Proof of Theorem txcmp

Dummy variables 𝑤 𝑣 are mutually distinct and distinct from all other variables.

Step	Hyp	Ref	Expression
1		cmptop 22006	. . 3 ⊢ (𝑅 ∈ Comp → 𝑅 ∈ Top)
2		cmptop 22006	. . 3 ⊢ (𝑆 ∈ Comp → 𝑆 ∈ Top)
3		txtop 22180	. . 3 ⊢ ((𝑅 ∈ Top ∧ 𝑆 ∈ Top) → (𝑅 ×t 𝑆) ∈ Top)

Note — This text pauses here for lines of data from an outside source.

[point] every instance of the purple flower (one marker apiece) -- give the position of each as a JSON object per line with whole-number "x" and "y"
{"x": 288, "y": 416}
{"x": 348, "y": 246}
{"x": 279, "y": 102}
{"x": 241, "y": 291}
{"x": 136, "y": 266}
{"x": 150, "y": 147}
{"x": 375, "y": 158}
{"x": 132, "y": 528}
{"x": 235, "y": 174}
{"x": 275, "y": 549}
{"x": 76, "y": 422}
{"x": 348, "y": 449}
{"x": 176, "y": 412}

4	1, 2, 3	syl2an 597	. 2 ⊢ ((𝑅 ∈ Comp ∧ 𝑆 ∈ Comp) → (𝑅 ×t 𝑆) ∈ Top)
5		eqid 2824	. . . . . 6 ⊢ ∪ 𝑅 = ∪ 𝑅
6		eqid 2824	. . . . . 6 ⊢ ∪ 𝑆 = ∪ 𝑆
7		simpll 765	. . . . . 6 ⊢ (((𝑅 ∈ Comp ∧ 𝑆 ∈ Comp) ∧ (𝑤 ∈ 𝒫 (𝑅 ×t 𝑆) ∧ ∪ (𝑅 ×t 𝑆) = ∪ 𝑤)) → 𝑅 ∈ Comp)
8		simplr 767	. . . . . 6 ⊢ (((𝑅 ∈ Comp ∧ 𝑆 ∈ Comp) ∧ (𝑤 ∈ 𝒫 (𝑅 ×t 𝑆) ∧ ∪ (𝑅 ×t 𝑆) = ∪ 𝑤)) → 𝑆 ∈ Comp)
9		elpwi 4551	. . . . . . 7 ⊢ (𝑤 ∈ 𝒫 (𝑅 ×t 𝑆) → 𝑤 ⊆ (𝑅 ×t 𝑆))
10	9	ad2antrl 726	. . . . . 6 ⊢ (((𝑅 ∈ Comp ∧ 𝑆 ∈ Comp) ∧ (𝑤 ∈ 𝒫 (𝑅 ×t 𝑆) ∧ ∪ (𝑅 ×t 𝑆) = ∪ 𝑤)) → 𝑤 ⊆ (𝑅 ×t 𝑆))
11	5, 6	txuni 22203	. . . . . . . . 9 ⊢ ((𝑅 ∈ Top ∧ 𝑆 ∈ Top) → (∪ 𝑅 × ∪ 𝑆) = ∪ (𝑅 ×t 𝑆))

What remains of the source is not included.